Building a prosperous and inclusive economy for Memphis that is globally competitive is not possible without investing in the people who power it, by ensuring everyone has the foundations and supports to attain high quality jobs to support their families. A strong economy also requires a business sector that is growing and diversifying into emerging industries, as well as a robust ecosystem to support entrepreneurs, especially Black-owned businesses.
There have been recent significant economic development milestones achieved in the Memphis region, including record-setting job growth and the recruitment of the Blue Oval plant and ancillary businesses to West Tennessee. But by many measures, including industry diversity, educational attainment, and household income, Memphis ranks below many of its peer cities and there is more work to be done toward building economic inclusion and specifically, connecting workers to economic opportunities.

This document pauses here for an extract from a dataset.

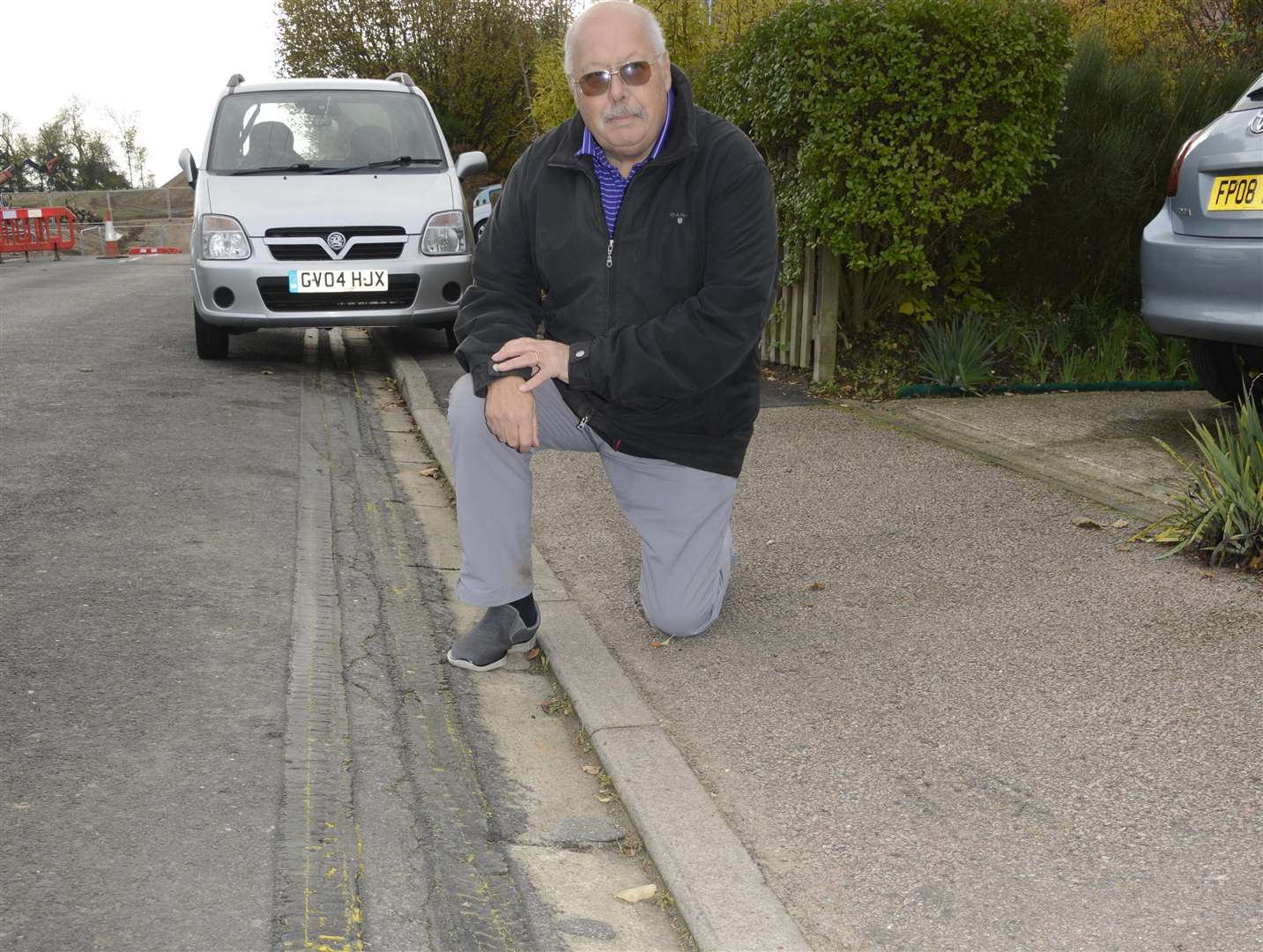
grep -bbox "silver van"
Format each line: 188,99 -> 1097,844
179,73 -> 487,359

JW Gibson is a lifelong entrepreneur. Beginning in 1991, he began building the Gibson Companies, with a goal of supporting community growth by strengthening major industries. Today, Gibson Companies now includes multiple entities and is a leader in the healthcare, real estate, and digital printing industries. This unique experience as a job creator and business owner – as well as his involvement in local economic development organizations – has given him direct knowledge of and experience in the local economic development ecosystem.

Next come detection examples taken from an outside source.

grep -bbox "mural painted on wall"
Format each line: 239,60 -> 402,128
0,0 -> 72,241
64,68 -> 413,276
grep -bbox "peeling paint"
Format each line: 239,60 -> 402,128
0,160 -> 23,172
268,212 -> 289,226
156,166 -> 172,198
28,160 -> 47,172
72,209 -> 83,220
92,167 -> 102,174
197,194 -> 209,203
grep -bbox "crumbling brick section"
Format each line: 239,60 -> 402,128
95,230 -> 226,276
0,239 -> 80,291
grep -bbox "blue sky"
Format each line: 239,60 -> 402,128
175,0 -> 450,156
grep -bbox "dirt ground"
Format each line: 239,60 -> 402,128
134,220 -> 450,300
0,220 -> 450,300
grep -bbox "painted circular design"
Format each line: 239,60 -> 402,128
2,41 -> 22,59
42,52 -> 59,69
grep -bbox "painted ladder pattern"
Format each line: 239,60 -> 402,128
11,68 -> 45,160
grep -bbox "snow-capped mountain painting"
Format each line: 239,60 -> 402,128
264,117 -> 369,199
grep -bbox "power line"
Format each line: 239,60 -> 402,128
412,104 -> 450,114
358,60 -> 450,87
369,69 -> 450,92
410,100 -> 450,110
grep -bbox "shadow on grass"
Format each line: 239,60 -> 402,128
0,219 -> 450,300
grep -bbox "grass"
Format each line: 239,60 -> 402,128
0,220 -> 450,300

JW believes that local economic efforts require active involvement from City Hall, greater collaboration between Memphis and Shelby County, and increased emphasis on minority economic empowerment through high quality jobs and entrepreneurship. Policy change and advocacy at the state and regional levels will also be essential to ensure that our government and economic development partners understand our plans and are working to support them.
“Reliable, safe, and consistent access to jobs, schools, and broadband internet should be the standard of living for our citizens."
- JW Gibson
Here is a partial list of JW Gibson’s economic development priorities:
Grow the local economy by building on our new and legacy assets
Aggressively support the diversification of the local economy by recruiting business in industries such as advanced manufacturing and medical devices, which offer higher-wage jobs.
Work with partners to recruit companies who can use Memphis’ high concentration of Black tech talent to meet their corporate diversity goals.
Leverage Memphis’ unique transportation assets - road, rail, river, and runway - to continue growth in the logistics sector.
Support the implementation of the Memphis Chamber’s Prosper 2030 plan, which aims to build “prosperity for all” by creating inclusive jobs, attracting diverse industries, and building pathways for future-ready talent.
Work with Shelby County government and other stakeholders to examine if the local economic development infrastructure (Chamber, EDGE, Port Authority, etc.) could be better aligned, coordinated, and efficient.
Engage stakeholders around a regional economic development strategy that would market the tri-state area, pursue joint projects, and collaborate on issues of shared interest such as infrastructure, and air and water quality – building on existing and past efforts.
Provide greater opportunities for African American workers and business owners.
Support the growing Black technology sector, by attracting and growing talent, and investing in Black tech startups and innovators.
Increase minority business’s share of the local government spending by restructuring procurement policies and certification requirements, and increasing access to RFPs and other opportunities
Build capacity of minority businesses by streamlining the government and nonprofit systems that support them, including increased collaboration between Memphis and Shelby County.
Support the Buy Memphis Initiative, which encourages corporations to increase their spending in Memphis, especially with minority-owned businesses.
Build a workforce to meet the needs of the 21st century
Engage City government more directly in the workforce development infrastructure – where it historically has not been well-represented – through investment, leadership, and alignment of services to support workforce goals.
Provide City support to a pilot accelerated certification training center, which will prepare adult learners for STEM careers much faster than through traditional routes (e.g. community colleges) – supported with evening and weekend classes, day care, transportation assistance and career services. If successful, build a network of centers to increase access to training at the neighborhood level.
Support programs that give high schools students direct pathways into technical careers through training and certifications.
Work with partners to expand programs serving “opportunity youth” (16-24 and neither employed or in school) and job readiness/career planning to younger ages.
Promote City investment in innovative workforce development programs that will prepare workers for the demands of the 4th Industrial Revolution, in fields such as artificial intelligence and robotics.